With its seven conference rooms, three event spaces and wide variety of private offices and open work areas, physical space is not the limiting factor to scale up Embarc, Shenoy says. Rather, it’s coaching. Currently, the organization has eight executive advisors; some are employees, others are contractors. But at the rate Embarc’s membership is growing, more will be needed.
Shenoy says Embarc looks for highly specific qualities in coaches it hires.

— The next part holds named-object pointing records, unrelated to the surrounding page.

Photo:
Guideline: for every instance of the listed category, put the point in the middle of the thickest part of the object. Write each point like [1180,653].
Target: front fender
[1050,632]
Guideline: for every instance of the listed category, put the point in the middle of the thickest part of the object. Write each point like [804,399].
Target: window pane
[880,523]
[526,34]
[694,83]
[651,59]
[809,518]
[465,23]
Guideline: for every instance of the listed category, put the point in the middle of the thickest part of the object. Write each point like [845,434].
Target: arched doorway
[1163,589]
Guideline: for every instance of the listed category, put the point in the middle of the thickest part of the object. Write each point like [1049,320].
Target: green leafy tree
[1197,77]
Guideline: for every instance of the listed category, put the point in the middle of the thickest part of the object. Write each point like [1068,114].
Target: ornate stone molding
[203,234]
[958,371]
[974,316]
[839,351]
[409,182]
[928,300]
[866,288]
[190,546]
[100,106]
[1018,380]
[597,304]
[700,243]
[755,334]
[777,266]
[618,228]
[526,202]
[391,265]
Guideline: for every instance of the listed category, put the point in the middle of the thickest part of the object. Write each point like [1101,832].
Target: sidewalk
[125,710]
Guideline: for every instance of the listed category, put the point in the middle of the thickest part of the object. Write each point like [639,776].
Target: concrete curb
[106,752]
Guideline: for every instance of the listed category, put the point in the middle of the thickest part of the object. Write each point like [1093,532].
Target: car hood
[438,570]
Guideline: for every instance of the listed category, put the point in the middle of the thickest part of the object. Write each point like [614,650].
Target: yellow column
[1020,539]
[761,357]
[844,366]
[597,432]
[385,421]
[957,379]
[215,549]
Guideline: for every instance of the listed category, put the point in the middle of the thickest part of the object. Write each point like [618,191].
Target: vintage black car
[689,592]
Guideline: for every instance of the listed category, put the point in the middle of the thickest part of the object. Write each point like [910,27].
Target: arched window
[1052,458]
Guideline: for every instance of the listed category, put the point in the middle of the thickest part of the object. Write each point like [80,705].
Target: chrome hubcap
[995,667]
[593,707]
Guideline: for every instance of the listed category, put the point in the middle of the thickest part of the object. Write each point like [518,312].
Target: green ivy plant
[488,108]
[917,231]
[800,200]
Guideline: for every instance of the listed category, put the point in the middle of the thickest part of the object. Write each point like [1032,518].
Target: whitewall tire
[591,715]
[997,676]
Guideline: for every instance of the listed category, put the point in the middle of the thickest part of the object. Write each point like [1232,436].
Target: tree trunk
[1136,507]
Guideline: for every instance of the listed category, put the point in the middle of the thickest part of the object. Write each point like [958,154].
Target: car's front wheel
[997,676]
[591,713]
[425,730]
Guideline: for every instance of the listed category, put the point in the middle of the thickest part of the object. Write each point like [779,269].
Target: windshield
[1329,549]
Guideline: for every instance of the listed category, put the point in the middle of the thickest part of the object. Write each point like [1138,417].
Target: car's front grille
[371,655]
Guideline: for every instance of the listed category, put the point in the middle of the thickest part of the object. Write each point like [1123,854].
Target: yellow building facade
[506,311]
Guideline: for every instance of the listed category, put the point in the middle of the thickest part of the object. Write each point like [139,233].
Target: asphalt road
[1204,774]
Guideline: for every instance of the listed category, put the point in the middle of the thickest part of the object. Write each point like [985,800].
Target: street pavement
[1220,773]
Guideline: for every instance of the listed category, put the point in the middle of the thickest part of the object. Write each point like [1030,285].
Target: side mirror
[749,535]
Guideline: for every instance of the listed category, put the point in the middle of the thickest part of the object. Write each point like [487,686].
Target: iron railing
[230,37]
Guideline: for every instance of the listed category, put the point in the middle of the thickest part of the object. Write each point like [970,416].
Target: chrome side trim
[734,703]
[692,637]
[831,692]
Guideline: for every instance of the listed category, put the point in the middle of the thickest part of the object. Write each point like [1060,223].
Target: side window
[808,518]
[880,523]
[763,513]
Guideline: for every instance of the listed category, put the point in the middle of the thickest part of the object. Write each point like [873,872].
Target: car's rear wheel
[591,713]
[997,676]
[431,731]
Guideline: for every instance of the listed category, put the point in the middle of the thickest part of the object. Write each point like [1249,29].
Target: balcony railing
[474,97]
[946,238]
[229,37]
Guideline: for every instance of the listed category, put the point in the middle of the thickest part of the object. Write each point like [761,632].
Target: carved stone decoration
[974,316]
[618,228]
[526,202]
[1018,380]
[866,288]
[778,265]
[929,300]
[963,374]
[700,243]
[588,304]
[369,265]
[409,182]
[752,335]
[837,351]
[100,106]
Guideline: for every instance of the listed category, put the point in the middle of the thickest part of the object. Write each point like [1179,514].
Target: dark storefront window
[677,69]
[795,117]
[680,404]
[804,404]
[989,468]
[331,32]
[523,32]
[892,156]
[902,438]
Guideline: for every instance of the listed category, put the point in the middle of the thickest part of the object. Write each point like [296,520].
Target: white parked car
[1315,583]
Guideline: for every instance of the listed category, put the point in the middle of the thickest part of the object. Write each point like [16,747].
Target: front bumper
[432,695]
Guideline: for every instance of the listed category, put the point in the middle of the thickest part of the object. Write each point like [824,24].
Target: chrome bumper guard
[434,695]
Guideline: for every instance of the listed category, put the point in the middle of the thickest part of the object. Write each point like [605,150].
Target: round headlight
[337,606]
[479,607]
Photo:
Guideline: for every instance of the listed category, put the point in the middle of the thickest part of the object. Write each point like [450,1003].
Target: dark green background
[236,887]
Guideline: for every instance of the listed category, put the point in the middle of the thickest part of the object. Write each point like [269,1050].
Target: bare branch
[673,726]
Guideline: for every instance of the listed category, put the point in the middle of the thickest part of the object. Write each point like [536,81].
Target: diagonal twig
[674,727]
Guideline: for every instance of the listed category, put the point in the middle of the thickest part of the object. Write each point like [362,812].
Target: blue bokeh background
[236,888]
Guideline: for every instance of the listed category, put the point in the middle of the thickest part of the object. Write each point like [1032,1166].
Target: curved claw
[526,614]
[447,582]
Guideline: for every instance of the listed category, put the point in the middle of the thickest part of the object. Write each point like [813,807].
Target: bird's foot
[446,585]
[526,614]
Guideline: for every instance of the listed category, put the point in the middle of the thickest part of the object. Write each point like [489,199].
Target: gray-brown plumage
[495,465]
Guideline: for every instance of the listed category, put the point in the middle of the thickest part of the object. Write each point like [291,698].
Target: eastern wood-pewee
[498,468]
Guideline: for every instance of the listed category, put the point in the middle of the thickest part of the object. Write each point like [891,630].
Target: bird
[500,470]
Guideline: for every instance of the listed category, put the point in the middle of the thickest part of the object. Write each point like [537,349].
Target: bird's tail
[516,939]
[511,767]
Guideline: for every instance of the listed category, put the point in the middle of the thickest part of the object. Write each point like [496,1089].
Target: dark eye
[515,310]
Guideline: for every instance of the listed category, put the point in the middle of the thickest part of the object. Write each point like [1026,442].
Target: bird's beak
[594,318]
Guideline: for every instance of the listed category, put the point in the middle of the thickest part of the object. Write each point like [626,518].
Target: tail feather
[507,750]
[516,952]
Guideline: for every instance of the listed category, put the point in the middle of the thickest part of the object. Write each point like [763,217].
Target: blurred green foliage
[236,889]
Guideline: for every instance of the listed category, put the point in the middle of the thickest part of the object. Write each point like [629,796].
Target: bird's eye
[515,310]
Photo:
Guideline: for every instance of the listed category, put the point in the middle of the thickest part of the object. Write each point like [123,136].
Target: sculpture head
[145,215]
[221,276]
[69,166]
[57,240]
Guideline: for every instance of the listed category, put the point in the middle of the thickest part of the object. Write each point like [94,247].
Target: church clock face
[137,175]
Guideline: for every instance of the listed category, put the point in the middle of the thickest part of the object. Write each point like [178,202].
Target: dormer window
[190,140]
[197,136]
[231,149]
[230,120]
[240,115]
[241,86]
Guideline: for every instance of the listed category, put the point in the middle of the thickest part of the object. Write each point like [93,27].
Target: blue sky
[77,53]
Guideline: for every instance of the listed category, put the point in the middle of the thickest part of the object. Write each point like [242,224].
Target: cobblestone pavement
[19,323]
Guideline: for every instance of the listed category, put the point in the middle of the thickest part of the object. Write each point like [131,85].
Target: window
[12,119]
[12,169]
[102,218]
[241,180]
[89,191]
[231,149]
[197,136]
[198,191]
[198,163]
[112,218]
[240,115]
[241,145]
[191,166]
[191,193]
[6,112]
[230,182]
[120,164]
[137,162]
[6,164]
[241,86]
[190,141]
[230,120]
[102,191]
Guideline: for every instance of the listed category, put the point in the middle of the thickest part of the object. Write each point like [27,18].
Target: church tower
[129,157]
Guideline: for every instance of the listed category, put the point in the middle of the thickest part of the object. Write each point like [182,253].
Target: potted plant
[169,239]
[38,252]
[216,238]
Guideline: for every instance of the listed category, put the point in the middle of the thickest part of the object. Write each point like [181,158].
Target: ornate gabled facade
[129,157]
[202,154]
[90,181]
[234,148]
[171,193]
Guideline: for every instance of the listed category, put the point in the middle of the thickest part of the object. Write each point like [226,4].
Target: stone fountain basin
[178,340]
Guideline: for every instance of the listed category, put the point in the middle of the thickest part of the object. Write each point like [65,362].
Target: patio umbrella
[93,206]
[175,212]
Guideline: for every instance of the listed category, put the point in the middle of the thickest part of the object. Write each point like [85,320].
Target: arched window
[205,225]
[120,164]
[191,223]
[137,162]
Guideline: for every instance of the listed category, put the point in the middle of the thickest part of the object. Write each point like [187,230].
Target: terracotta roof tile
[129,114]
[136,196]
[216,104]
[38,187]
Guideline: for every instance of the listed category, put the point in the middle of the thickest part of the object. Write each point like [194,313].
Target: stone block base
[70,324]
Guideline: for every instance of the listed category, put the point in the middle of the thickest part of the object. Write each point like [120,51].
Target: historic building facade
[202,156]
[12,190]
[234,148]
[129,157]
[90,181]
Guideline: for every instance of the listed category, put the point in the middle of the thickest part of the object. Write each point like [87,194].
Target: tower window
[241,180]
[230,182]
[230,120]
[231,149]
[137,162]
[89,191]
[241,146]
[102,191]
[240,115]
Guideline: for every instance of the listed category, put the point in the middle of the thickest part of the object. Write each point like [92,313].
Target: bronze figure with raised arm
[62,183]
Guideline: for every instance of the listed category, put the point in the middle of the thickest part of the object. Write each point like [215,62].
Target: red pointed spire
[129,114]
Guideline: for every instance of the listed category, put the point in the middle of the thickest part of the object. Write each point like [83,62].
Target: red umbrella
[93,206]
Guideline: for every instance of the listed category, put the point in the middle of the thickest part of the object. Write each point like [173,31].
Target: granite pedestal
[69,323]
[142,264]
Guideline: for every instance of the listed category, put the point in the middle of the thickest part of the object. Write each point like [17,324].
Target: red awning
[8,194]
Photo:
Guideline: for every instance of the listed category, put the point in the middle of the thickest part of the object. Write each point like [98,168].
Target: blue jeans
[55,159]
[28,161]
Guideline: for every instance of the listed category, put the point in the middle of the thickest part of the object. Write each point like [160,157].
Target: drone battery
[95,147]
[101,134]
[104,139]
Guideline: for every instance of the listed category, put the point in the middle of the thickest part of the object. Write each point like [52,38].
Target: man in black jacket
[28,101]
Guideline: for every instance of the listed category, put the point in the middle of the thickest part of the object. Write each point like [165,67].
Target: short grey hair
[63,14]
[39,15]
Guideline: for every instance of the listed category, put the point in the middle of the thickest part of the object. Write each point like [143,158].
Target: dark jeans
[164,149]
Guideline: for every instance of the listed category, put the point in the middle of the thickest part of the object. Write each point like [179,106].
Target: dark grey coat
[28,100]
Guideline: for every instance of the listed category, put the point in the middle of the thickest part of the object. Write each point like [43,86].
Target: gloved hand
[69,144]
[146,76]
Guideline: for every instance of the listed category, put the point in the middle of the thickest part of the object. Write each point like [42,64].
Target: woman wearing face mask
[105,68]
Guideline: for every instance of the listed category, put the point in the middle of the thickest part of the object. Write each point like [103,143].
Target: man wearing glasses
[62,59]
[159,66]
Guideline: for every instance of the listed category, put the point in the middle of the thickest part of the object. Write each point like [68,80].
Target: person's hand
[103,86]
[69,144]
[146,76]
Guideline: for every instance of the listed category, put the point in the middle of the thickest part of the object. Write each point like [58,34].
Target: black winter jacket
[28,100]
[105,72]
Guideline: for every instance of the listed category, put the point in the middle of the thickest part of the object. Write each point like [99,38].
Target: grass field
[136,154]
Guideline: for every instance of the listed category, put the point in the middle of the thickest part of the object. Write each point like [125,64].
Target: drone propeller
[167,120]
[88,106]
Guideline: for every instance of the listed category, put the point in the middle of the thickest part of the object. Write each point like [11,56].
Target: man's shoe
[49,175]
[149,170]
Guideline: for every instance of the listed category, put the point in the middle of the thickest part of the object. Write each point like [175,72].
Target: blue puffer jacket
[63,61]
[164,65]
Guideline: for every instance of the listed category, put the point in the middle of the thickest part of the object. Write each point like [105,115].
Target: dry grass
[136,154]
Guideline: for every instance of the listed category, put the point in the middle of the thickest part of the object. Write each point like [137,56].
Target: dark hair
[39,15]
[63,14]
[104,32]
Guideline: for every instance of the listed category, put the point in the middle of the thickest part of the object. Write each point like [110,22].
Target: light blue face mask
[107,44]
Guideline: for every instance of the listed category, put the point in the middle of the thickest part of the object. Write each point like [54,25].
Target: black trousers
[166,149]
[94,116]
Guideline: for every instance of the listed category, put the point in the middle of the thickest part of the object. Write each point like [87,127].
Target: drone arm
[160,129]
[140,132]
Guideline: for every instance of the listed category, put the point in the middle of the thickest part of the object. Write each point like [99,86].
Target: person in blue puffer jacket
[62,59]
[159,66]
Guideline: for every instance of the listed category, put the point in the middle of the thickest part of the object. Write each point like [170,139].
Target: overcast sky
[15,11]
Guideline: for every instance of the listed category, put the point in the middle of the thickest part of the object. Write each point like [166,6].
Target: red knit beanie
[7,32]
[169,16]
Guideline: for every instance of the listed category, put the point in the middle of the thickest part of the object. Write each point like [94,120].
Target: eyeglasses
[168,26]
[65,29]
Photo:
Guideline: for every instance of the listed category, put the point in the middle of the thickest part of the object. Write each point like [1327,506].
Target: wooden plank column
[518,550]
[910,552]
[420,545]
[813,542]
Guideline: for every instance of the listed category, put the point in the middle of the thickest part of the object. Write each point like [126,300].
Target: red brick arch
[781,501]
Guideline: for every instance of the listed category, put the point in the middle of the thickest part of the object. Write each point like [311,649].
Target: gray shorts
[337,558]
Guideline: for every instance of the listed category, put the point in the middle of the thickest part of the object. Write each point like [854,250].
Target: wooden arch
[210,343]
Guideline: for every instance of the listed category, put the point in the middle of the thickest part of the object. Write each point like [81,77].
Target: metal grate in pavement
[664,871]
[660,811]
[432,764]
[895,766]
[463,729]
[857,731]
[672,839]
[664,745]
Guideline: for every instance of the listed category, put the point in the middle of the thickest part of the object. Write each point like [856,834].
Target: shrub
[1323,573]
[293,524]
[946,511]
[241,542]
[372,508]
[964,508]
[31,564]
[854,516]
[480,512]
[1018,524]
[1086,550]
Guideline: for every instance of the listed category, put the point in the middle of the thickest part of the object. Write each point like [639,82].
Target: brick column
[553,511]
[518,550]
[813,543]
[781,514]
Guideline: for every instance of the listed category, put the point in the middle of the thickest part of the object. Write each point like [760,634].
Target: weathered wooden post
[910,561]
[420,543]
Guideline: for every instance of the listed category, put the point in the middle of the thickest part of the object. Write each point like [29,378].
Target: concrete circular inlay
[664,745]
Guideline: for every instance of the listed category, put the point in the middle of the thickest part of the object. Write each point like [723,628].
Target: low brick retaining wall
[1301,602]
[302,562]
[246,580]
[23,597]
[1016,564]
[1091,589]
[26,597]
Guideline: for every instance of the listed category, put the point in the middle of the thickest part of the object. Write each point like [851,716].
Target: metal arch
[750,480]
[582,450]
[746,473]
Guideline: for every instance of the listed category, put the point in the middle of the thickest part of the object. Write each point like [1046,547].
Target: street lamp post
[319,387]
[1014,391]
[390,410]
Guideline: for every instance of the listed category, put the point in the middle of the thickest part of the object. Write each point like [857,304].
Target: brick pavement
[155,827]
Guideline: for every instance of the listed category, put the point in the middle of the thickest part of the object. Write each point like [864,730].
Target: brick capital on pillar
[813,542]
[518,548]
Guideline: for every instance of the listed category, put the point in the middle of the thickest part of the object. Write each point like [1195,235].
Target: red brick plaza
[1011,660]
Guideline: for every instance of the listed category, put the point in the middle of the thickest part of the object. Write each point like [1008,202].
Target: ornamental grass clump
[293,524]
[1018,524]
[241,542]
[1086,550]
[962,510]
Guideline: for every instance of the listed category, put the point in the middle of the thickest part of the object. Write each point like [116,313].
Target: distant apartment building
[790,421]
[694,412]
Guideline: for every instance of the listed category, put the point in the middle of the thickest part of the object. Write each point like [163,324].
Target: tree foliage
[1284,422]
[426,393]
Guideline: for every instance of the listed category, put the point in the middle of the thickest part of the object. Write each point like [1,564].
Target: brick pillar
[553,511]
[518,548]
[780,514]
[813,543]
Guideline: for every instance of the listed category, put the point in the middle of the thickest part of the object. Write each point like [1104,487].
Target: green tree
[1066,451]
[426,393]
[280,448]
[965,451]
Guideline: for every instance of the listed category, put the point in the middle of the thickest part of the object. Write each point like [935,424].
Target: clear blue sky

It seeks to bring on people who know how to navigate “the micro wins or the micro challenges” that come with entrepreneurship.
“As a startup community, we are often very focused on the public milestones we share to signify success,” she explains. “The reality of building a startup is that there’s a lot that doesn’t get talked about, and you need a community, you need coaches, to help you through those — someone to talk to when a co-founder relationship goes south, or a client gives you a whole different set of facts than you were expecting, or maybe the fundraising process isn't going as planned.”
Hill and his team at Real Random participated in the Tampa Bay Innovation Center’s accelerator program, but he says Embarc Collective occupies a truly unique space within the region’s startup community, and he applauds Vinik’s commitment to making it a reality.
“I don't know of any other programs or organizations like Embarc Collective,” he says. “Maybe some exist, but I'm not familiar with any. And Mr. Vinik, that guy committed himself to excellence. I think he said he went to 85 different innovation centers in the United States. He wanted to create something for entrepreneurs that could grow over time and be a crown jewel for Tampa.”
(Editor's note: This story has been updated to correct a typographical error in Doug Hill's quote about Jeff Vinik visiting innovation centers around the country.)